Stargazing in the Atacama Desert
The Atacama in northern Chile is an expanse of desert believed to be the driest on the planet. Its landscape and environment have been compared to Mars and there is definitely something other-worldly about this place. So it is quite apt that it happens to be one of the best places to gaze out upon other planets, stars and galaxies. It is the high altitude, minimal light pollution, as well as its clear skies, that make the heavens of the Atacama so incredible.
You can be anywhere in the desert at night to witness it. You will probably never have seen so many stars. With just the naked eye there is enough to keep you mesmerised for all eternity. But for astronomical enthusiasts who want a closer and more informed exploration of the universe as seen from the Atacama there are some wonderful nocturnal excursions, particularly near the charming desert town of San Pedro de Atacama.
San Pedro is a small and rustic little oasis town seemingly banished from civilisation out in the barren desert with nothing bar the range of snowy mountains and a volcano presiding over it in the distance. It is rather a mecca for tourists and backpackers as a gateway to the Bolivian altiplano and for the many attractions that the Atacama has on offer besides gazing at the cosmos. Crammed with many many tourist agencies offering a variety of tours, there is actually a lot to see and do out here.

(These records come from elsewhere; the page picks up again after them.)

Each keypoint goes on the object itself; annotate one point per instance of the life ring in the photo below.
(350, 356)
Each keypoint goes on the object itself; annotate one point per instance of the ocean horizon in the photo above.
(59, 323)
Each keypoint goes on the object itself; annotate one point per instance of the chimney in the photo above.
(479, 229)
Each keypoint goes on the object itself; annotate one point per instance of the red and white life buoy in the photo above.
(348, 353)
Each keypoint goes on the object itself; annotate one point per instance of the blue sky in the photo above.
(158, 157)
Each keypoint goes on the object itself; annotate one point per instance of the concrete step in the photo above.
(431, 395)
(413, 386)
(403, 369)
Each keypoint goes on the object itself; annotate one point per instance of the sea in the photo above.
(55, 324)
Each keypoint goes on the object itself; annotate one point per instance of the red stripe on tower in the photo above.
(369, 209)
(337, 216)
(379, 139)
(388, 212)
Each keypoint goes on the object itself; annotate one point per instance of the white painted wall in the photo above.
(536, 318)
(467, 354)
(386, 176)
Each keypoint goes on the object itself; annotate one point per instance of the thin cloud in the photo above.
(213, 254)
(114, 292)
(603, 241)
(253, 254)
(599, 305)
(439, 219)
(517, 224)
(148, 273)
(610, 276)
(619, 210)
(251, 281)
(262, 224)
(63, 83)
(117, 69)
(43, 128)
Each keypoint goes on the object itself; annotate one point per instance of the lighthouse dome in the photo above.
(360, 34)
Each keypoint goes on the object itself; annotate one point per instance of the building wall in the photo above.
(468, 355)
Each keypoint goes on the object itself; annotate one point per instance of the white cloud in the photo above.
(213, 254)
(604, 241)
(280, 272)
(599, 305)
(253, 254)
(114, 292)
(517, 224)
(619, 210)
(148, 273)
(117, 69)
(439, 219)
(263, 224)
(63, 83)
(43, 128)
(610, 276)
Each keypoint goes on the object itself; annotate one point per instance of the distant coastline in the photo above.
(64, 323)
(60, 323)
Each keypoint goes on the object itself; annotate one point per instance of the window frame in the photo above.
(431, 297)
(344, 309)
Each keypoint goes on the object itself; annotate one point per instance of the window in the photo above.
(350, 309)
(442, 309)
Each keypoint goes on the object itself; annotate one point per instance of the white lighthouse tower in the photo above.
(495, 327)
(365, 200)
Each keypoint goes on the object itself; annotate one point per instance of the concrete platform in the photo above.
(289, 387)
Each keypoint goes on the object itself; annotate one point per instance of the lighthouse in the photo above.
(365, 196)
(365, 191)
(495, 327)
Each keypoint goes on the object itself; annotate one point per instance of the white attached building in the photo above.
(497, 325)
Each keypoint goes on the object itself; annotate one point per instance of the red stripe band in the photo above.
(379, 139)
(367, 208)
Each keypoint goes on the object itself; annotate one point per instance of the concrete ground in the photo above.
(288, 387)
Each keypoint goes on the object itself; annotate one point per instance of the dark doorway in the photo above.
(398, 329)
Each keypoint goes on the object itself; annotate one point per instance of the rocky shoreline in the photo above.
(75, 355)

One of the best of which, is a night-time visit to nearby San Pedro de Atacama Celestial Explorations (SPACE) open-air observatory, one of the best in South America. If you arrange a visit bear in mind that tours do not operate during the 6 days surrounding the full moon because the moon effects visibility. Also consider that it is dependent on cloud cover, not to mention the fact that it is an extremely popular activity. Demand is high. But that is for a reason.

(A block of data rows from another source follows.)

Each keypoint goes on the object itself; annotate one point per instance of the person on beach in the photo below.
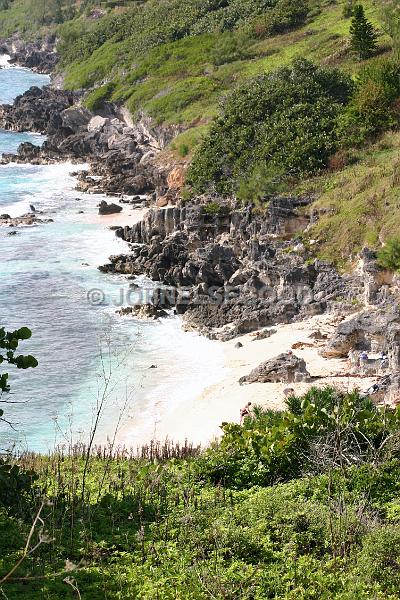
(245, 412)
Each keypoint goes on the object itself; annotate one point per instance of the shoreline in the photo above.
(199, 419)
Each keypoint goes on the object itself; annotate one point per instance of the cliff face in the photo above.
(239, 269)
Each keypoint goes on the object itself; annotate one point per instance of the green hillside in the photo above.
(175, 59)
(265, 514)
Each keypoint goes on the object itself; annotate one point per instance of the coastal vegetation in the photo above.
(269, 96)
(189, 64)
(300, 503)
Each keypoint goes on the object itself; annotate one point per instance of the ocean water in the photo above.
(91, 361)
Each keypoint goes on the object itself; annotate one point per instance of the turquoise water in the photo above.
(89, 357)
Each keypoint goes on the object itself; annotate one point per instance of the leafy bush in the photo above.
(286, 119)
(95, 100)
(284, 16)
(389, 255)
(280, 446)
(379, 559)
(373, 108)
(363, 36)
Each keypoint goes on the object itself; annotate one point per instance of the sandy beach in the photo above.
(199, 420)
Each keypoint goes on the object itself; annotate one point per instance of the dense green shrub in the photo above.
(373, 108)
(379, 560)
(285, 119)
(280, 446)
(363, 36)
(285, 15)
(95, 100)
(389, 255)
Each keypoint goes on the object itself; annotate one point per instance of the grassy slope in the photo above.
(182, 82)
(149, 531)
(360, 204)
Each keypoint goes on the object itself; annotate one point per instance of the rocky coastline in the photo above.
(229, 269)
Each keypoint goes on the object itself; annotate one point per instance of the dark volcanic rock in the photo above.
(286, 368)
(108, 209)
(36, 110)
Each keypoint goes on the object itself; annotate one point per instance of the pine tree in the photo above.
(363, 36)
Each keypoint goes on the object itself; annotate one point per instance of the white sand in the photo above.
(199, 421)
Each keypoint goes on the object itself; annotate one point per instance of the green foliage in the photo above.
(363, 36)
(95, 100)
(348, 8)
(285, 15)
(285, 120)
(389, 255)
(281, 446)
(390, 12)
(373, 107)
(379, 559)
(14, 484)
(147, 529)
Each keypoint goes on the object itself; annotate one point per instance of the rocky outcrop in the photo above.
(143, 311)
(37, 110)
(286, 368)
(232, 270)
(120, 156)
(39, 55)
(372, 330)
(22, 221)
(109, 209)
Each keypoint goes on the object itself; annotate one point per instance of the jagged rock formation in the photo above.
(286, 368)
(109, 209)
(237, 268)
(122, 155)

A three hour tour of the observatory is conducted in either French, Spanish or English and often by founder Alain Maury, who as a highly experienced astronomer, will enlighten you with his wisdom and entertain you with his wit. Equipped with a laser beam pointer he navigated us through the dazzling night-scape to point out constellations, star signs and stars such as The Southern Cross, the Big Dipper and Alpha Centauri, bringing that mass of lights into clearer focus.
Then for a closer look…
SPACE has the largest park of telescopes in any South American observatory. It looks like an astronomer’s playground. Large telescopes are set up at various angles around the park to focus upon different points in the night sky. Following the introductions, we took it in turns to peer through each of the huge lenses. It really is very exciting. I was astounded to be able to see Saturn and its rings. We were also directed to what seemed to be one star near to the Southern Cross but through the telescope was suddenly revealed to be a colourful cluster appropriately named The Jewel Box. I was spellbound by the orange, blue and purple colours. And finally after we had danced around the rest of the park jostling to view all these wonders, we got to see the moon. You can actually see the texture and craters of the surface. By the end my mind was boggling from what I had seen and from trying to compute the inconceivable distances and sizes of what was right before us. I didn’t want to tear my eyes away.
I was eventually lured away by the prospect of a cup of hot chocolate and a Q&A session inside. This was greatly appreciated. In the blistering heat of the day it is hard to imagine that at night it can get so cold here in the desert. It gets extremely cold.
So if you get the chance to stargaze in the Atacama desert you are in for an astronomical treat, but wrap up warm!